Genetic signatures of a demographic collapse in a large-bodied forest dwelling primate (Mandrillus leucophaeus)
Article first published online: 10 FEB 2012
© 2011 The Authors. MicrobiologyOpen published by Blackwell Publishing Ltd.
This is an open access article under the terms of the Creative Commons Attribution-NonCommercial License, which permits use, distribution and reproduction in any medium, provided the original work is properly cited and is not used for commercial purposes.
Ecology and Evolution
Volume 2, Issue 3, pages 550–561, March 2012
How to Cite
Ting, N., Astaras, C., Hearn, G., Honarvar, S., Corush, J., Burrell, A. S., Phillips, N., Morgan, B. J., Gadsby, E. L., Raaum, R. and Roos, C. (2012), Genetic signatures of a demographic collapse in a large-bodied forest dwelling primate (Mandrillus leucophaeus). Ecology and Evolution, 2: 550–561. doi: 10.1002/ece3.98
- Issue published online: 12 MAR 2012
- Article first published online: 10 FEB 2012
- Received: 09 September 2011; Revised: 29 November 2011; Approved: 29 November 2011
- Bayesian Skyline Plot;
- climate change;
- Cross-Sanaga-Bioko forests;
It is difficult to predict how current climate change will affect wildlife species adapted to a tropical rainforest environment. Understanding how population dynamics fluctuated in such species throughout periods of past climatic change can provide insight into this issue.
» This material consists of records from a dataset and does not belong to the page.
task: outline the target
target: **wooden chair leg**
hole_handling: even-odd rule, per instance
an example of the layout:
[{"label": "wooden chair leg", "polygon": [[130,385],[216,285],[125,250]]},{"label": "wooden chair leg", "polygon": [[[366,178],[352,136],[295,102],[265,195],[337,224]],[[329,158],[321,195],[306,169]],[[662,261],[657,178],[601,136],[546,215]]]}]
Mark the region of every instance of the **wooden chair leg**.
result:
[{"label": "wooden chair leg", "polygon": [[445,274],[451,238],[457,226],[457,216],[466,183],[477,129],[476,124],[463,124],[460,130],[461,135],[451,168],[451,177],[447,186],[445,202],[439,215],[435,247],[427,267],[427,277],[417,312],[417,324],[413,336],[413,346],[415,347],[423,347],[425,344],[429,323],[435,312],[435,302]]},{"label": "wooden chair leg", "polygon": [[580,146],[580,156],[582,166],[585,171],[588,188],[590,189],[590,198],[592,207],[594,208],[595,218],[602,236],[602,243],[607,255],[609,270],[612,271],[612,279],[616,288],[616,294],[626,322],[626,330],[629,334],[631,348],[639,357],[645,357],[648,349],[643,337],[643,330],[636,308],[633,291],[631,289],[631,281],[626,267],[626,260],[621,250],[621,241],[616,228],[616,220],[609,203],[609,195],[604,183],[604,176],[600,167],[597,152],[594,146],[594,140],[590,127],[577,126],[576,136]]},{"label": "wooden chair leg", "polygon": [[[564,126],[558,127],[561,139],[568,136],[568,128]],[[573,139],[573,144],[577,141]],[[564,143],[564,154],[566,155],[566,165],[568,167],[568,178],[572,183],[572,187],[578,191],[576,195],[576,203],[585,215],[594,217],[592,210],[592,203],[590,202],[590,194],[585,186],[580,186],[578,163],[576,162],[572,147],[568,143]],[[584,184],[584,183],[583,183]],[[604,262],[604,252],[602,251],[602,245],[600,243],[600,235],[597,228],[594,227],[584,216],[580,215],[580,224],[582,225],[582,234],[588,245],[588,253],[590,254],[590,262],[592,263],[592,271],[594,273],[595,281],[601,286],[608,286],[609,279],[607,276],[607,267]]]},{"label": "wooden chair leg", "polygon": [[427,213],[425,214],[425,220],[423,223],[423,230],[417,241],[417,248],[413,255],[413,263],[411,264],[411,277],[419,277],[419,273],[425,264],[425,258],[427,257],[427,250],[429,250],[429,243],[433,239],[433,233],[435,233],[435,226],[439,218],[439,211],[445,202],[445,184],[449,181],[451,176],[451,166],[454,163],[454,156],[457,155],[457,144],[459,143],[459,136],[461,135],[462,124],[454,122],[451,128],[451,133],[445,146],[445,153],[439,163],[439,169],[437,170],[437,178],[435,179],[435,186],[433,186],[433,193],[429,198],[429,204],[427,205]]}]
The drill (Mandrillus leucophaeus) is a large-bodied rainforest adapted mammal found in West Central Africa. In the middle of this endangered monkey's geographic range is Lake Barombi Mbo, which has a well-documented palynological record of environmental change that dates to the Late Pleistocene. We used a Bayesian coalescent-based framework to analyze 2,076 base pairs of mitochondrial DNA across wild drill populations to infer past changes in female effective population size since the Late Pleistocene. Our results suggest that the drill underwent a nearly 15-fold demographic collapse in female effective population size that was most prominent during the Mid Holocene (approximately 3-5 Ka). This time period coincides with a period of increased dryness and seasonality across Africa and a dramatic reduction in forest coverage at Lake Barombi Mbo. We believe that these changes in climate and forest coverage were the driving forces behind the drill population decline. Furthermore, the warm temperatures and increased aridity of the Mid Holocene are potentially analogous to current and future conditions faced by many tropical rainforest communities. In order to prevent future declines in population size in rainforest-adapted species such as the drill, large tracts of forest should be protected to both preserve habitat and prevent forest loss through aridification.